2022-06-16 15:26:16 [PrimaryChain] 💤 Idle (80 peers), best: #231960 (0x1bbc…6fb6), finalized #0 (0x9ee8…ccf0), ⬇ 352.0kiB/s ⬆ 117.4kiB/s
2022-06-16 15:26:18 [PrimaryChain] ✨ Imported #231961 (0x96cb…89cd)
2022-06-16 15:26:18 [PrimaryChain] ♻️  Reorg on #231961,0x96cb…89cd to #231961,0x01b7…53c4, common ancestor #231960,0x1bbc…6fb6
2022-06-16 15:26:18 [PrimaryChain] ✨ Imported #231961 (0x01b7…53c4)
2022-06-16 15:26:21 [PrimaryChain] 💤 Idle (80 peers), best: #231961 (0x01b7…53c4), finalized #0 (0x9ee8…ccf0), ⬇ 173.2kiB/s ⬆ 86.2kiB/s
2022-06-16 15:26:24 [PrimaryChain] ✨ Imported #231962 (0x1bdc…624f)
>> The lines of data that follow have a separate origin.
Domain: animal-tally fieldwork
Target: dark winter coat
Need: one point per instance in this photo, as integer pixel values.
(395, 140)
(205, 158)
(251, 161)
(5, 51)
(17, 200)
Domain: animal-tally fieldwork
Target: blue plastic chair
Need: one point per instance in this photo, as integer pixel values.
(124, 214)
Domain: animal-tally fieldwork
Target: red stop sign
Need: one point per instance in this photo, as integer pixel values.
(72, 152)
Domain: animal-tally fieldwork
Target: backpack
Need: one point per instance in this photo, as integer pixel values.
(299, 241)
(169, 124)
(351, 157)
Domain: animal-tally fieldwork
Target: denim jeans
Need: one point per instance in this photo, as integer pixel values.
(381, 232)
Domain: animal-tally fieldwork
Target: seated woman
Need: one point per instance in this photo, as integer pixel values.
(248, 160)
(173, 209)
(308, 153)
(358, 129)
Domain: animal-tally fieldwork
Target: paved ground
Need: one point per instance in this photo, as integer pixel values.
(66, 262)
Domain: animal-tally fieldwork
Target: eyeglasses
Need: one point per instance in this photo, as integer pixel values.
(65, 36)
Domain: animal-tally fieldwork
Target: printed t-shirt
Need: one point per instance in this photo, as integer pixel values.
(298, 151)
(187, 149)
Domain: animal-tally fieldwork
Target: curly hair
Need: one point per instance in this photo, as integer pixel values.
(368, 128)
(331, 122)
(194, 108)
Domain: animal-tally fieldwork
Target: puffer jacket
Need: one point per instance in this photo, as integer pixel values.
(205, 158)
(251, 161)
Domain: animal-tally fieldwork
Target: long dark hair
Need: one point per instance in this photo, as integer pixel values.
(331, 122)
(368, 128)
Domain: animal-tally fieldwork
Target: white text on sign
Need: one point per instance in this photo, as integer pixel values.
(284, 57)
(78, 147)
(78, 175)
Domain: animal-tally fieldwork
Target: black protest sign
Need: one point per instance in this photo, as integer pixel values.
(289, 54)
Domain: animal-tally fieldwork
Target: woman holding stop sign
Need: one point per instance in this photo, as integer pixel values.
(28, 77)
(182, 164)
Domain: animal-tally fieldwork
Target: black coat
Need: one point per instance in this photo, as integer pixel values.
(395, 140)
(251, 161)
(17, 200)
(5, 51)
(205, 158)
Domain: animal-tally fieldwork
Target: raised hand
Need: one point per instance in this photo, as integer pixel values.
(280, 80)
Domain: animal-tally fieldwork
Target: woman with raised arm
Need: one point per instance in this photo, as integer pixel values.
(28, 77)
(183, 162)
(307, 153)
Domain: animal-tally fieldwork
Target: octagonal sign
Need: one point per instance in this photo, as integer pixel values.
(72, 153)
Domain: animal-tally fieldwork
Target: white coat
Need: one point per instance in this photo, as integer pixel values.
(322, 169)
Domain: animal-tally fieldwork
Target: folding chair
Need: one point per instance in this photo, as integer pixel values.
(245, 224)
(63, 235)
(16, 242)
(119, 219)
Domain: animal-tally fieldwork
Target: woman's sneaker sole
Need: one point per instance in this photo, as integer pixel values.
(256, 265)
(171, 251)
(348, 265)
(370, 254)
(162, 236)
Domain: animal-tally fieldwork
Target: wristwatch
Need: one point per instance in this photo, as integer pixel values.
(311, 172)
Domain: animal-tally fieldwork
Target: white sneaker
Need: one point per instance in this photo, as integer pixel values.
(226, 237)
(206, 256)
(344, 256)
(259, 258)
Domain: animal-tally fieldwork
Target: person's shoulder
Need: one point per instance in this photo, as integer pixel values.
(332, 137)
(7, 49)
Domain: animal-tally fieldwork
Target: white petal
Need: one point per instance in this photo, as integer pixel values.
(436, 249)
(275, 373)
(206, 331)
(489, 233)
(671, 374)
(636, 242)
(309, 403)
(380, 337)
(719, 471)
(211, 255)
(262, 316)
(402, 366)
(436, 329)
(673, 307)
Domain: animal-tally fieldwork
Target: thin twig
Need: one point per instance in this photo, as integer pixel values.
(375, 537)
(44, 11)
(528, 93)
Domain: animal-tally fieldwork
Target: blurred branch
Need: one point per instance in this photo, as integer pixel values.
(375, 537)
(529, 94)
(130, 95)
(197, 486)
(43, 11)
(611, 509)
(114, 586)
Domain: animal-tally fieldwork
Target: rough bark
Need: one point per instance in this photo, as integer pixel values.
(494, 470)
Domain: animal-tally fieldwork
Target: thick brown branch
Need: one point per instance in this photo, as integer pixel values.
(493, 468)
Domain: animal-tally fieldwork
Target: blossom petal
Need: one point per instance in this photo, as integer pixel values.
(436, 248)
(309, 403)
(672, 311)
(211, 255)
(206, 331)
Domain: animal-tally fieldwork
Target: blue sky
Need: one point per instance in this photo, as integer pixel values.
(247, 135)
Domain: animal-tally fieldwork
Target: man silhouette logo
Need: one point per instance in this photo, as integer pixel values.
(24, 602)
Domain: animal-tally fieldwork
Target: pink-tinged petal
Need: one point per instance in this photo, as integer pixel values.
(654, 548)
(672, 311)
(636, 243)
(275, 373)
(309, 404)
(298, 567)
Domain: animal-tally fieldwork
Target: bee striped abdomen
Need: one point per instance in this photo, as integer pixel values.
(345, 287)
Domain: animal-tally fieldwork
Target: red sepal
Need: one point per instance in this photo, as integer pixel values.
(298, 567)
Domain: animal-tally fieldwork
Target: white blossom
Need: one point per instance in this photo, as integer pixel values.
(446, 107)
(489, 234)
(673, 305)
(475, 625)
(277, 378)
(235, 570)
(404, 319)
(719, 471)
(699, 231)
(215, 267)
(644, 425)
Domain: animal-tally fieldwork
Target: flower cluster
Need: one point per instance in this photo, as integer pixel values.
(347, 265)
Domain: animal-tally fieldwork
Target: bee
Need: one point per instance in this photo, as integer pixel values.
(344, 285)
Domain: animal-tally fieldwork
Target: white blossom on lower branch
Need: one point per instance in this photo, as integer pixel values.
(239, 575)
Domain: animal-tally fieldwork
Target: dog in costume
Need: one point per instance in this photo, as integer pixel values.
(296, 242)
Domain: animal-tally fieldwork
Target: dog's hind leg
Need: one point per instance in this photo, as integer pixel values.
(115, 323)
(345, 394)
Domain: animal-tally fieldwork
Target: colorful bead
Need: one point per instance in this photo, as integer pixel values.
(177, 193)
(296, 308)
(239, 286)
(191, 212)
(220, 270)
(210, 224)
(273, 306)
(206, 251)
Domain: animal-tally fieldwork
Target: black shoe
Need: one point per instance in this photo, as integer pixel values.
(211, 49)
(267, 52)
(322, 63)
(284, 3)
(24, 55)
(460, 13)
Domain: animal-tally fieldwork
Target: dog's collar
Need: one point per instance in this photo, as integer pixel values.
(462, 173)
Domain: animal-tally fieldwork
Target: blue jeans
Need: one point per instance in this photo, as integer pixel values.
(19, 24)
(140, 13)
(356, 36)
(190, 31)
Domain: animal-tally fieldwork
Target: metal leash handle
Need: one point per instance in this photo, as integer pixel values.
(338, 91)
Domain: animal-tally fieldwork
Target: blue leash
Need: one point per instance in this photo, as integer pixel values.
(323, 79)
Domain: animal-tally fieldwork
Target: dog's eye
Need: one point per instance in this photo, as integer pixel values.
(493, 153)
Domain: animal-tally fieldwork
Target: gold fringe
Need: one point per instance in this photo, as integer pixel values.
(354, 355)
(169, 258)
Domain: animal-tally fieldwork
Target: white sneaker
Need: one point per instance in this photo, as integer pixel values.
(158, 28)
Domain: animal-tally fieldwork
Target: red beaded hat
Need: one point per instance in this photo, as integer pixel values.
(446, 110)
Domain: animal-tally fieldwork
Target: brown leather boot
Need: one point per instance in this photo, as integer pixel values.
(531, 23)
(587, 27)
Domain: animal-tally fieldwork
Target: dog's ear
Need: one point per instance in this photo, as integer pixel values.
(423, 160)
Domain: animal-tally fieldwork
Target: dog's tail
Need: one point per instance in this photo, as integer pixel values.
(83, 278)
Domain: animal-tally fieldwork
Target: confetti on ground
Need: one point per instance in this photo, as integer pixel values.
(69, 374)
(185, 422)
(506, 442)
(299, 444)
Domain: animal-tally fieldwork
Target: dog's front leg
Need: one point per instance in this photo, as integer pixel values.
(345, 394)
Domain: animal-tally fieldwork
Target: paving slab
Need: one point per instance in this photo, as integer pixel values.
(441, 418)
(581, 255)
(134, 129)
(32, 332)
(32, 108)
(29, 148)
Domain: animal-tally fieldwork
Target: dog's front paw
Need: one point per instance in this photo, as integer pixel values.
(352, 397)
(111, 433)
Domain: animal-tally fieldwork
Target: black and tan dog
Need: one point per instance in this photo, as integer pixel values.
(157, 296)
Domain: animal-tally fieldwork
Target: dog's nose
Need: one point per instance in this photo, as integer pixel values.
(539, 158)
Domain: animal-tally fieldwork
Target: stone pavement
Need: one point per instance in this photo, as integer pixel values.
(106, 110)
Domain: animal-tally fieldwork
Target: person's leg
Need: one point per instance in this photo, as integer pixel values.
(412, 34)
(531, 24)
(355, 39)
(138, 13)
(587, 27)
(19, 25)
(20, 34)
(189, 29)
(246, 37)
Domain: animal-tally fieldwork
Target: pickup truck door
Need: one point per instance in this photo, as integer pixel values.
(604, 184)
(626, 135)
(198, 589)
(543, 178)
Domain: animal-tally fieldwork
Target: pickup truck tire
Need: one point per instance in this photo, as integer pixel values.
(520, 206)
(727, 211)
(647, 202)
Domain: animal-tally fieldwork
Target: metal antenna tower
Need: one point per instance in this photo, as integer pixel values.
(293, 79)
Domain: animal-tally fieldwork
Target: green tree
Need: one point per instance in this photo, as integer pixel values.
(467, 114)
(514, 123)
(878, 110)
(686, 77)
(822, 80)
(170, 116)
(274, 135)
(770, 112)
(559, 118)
2022-06-16 15:26:26 [PrimaryChain] 💤 Idle (80 peers), best: #231962 (0x1bdc…624f), finalized #0 (0x9ee8…ccf0), ⬇ 253.7kiB/s ⬆ 75.8kiB/s
2022-06-16 15:26:27 [PrimaryChain] 💔 Verification failed for block 0x48db074527a135a05da14430d331f61a41d41a4d96658c0db32f9cd591c0f9cf received from peer: 12D3KooWBQkezfW7xESWMc3LAu3UEtCkppW8mMKXWDx6YF8CXuQw, "UnknownBlock: State already discarded for BlockId::Hash(0x8084702a7df7b3680515ec96cf844274cc5cc770e5a7dcbf50f07a8339892751)"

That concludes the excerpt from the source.